I always feel a bit uncertain about how to relate to this sort of thing, because, after, uh, literally a decade now of trying transition stuff, I guess I’ve figured out that I’m pretty much a woman. We women, we are all unique individuals, though, to be fair, some of us, maybe more “unique” than others… But also I spent much of the first Trump administration (fucking hell I have to say which one) going about life as, I’m just gonna say it, a dude in a dress, so, like, I’ve got some very real genderqueer enby experience.
Also a reminder that I guess I’ve never kissed a boy. I mean, I’m basically a lesbian, but, like, if you are a queer boy who has known me a while and might want to kiss a queer trans girl, like, if you asked nicely I’d consider it…
I saw a Facebook memory from seven years ago about my trip to Arizona to take care of things when my mother died. By then I was far enough into transition to be wearing dresses at work and so I had decisions to make about how visible I was going to while traveling and in unfamiliar places, and I figured it would be easier to dial back on the femininity and attract less attention.

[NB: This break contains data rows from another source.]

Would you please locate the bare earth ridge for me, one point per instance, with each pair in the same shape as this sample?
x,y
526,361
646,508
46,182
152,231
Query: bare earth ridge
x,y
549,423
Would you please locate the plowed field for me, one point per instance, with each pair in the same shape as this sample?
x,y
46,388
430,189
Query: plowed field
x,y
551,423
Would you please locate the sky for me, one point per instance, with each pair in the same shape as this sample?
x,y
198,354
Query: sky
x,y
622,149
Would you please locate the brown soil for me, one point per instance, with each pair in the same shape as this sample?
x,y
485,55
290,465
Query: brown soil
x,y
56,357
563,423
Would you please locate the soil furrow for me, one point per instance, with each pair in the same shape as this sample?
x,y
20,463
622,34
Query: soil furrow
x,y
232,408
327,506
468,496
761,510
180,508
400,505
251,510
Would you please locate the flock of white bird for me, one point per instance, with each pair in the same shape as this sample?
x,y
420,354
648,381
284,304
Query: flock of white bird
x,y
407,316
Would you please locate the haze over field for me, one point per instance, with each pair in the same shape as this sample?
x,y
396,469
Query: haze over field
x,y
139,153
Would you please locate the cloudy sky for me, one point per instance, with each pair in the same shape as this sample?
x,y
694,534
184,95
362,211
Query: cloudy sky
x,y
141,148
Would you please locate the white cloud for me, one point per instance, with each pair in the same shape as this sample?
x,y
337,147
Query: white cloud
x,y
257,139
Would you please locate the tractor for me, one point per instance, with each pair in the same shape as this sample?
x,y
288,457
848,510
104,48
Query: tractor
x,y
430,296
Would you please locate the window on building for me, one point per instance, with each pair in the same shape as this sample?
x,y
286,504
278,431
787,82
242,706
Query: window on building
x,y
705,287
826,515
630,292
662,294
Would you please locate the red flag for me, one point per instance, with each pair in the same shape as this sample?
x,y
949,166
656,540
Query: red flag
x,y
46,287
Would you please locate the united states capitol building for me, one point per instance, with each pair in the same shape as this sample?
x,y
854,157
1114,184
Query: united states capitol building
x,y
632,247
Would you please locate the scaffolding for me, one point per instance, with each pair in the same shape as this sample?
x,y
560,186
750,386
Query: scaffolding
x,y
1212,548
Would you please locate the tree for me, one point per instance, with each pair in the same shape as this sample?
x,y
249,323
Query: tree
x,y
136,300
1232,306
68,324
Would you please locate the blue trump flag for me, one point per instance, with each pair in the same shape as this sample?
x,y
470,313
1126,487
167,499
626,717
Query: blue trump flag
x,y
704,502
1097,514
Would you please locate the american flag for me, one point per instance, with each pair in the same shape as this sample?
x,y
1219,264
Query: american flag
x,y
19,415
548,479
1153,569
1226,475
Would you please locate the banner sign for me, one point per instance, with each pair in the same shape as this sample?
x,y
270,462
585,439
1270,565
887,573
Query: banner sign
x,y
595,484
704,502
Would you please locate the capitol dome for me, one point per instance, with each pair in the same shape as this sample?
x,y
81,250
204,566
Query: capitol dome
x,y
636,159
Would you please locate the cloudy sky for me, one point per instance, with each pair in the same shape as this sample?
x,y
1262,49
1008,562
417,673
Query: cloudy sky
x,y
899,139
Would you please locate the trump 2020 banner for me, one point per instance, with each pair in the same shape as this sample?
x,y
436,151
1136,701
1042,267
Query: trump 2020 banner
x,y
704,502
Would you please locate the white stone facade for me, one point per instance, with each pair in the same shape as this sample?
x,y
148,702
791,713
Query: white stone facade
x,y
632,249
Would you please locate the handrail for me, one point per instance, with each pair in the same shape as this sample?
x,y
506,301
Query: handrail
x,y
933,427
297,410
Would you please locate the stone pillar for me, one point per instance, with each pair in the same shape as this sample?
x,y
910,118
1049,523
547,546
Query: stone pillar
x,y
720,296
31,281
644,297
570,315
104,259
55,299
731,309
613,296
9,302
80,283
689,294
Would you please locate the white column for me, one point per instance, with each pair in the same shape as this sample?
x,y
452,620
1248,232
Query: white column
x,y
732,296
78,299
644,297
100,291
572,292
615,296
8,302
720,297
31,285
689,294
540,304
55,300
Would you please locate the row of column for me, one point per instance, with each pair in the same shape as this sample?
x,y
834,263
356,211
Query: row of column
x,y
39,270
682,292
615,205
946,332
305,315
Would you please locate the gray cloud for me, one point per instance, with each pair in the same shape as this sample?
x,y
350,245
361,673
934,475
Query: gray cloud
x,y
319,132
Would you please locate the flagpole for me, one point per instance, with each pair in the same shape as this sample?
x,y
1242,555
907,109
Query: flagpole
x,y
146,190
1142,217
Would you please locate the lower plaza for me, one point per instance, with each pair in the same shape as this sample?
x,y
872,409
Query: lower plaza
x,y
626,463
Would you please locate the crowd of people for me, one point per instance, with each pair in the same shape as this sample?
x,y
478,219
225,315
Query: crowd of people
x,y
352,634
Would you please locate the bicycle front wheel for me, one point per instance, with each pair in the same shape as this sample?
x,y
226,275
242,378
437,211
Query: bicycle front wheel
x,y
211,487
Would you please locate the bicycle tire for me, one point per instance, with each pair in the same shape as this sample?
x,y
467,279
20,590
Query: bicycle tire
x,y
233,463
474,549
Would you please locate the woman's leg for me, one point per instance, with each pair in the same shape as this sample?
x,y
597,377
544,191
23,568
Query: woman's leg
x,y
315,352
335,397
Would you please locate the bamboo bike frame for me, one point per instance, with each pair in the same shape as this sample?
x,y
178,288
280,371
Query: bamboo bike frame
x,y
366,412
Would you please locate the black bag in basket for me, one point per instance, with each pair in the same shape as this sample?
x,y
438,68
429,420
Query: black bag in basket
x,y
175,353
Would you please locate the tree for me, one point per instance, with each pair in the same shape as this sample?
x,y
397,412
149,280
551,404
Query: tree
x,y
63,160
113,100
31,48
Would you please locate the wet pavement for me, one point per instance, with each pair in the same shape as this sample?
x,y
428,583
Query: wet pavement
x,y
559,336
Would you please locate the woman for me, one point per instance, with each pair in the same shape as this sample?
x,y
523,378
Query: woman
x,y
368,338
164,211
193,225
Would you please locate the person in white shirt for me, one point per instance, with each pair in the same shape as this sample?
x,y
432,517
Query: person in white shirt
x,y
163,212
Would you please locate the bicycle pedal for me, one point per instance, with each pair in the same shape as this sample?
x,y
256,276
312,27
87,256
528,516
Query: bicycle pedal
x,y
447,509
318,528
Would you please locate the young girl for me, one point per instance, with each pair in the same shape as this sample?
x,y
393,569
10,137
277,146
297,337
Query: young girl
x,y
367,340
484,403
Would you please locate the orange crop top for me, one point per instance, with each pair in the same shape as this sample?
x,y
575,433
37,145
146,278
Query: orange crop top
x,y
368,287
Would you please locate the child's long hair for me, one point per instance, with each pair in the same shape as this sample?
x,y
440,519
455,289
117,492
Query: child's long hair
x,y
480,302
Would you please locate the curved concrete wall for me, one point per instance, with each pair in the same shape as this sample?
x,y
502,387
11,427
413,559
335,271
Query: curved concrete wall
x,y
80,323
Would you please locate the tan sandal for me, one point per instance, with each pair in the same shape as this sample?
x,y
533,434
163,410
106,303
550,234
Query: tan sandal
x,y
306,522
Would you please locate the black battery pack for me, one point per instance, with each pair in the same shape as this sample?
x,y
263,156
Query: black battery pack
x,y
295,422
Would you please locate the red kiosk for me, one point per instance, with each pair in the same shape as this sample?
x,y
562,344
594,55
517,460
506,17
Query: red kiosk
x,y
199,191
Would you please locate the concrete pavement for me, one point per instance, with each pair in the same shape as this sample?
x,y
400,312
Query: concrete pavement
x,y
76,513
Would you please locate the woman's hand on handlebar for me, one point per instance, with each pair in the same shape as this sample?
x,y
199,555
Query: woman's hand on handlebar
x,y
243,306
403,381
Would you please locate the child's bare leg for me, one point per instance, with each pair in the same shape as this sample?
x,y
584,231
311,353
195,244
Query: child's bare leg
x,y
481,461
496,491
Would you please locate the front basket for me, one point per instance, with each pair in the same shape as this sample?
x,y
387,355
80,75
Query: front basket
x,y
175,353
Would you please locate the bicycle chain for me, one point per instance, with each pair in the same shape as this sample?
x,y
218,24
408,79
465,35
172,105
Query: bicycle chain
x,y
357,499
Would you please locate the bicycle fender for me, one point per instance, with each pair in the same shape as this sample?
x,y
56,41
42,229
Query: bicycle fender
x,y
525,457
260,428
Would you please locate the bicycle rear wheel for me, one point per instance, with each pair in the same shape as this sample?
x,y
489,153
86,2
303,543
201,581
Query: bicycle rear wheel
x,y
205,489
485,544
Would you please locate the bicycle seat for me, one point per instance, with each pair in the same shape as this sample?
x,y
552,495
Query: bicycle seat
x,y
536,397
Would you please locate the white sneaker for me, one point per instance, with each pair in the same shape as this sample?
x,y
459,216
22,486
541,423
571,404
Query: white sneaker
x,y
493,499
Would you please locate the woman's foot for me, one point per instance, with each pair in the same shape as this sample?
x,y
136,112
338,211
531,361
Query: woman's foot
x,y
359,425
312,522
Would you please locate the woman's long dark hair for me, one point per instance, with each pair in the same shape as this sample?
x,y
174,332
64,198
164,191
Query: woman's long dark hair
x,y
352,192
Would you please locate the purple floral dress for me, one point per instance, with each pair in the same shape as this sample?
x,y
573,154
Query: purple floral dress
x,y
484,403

And then I had a series of mostly basically nice, occasionally confusing, sometimes baffling, experiences in which I was clearly getting noticed. I was not very good at boy mode, and honestly had rather little idea how people perceived me. I guess if you have long hair, wear a floral print shirt and bright colored pants, carry a purse, and have a beard, you still get noticed, even if back at work I’d probably be wearing a dress and compared to that I felt like I was being much more careful. I figured wearing a dress at the airport would be taunting the TSA! But I still got a comment expressing some sort of surprise (though no actual problems going through).
I’d look at the other women around me and not really know what to expect my experiences might be like. As much as the Tumblr enbies wanted to insist that “passing” is bullshit, and as complicated a thing as it is, it still is really a thing. The cis women around me overwhelmingly got seen differently from me, that one guy who was so feminine he was more-or-less an honorary woman. And now that as far as I can tell I’m nearly always seen as an actual woman rather than a man who is sort of an honorary woman, I can tell you, it really is a different experience. As well as the honorary woman experience went for me, it’s a different experience.
I don’t think I’ve ever written a link in markdown correctly on the first try. It’s brackets and then parentheses, because it’s backwards from what you might think from the usual precedence, right? First the link then the text, or the other way around?
This time of year there is a short bit of road on my drive to work where, if the sky is clear, I get the bright rising sun glaring into my peripheral vision from the left and the bright reflected sun off the windows of a building glaring into my peripheral vision from the right! It’s an experience!
We’ve had some clear mornings lately and I noticed I was not being blasted by the sun from both sides like this, and it’s because of the whole thing with the seasons and now the sun is rising farther to the south and it doesn’t line up with the windows like that anymore!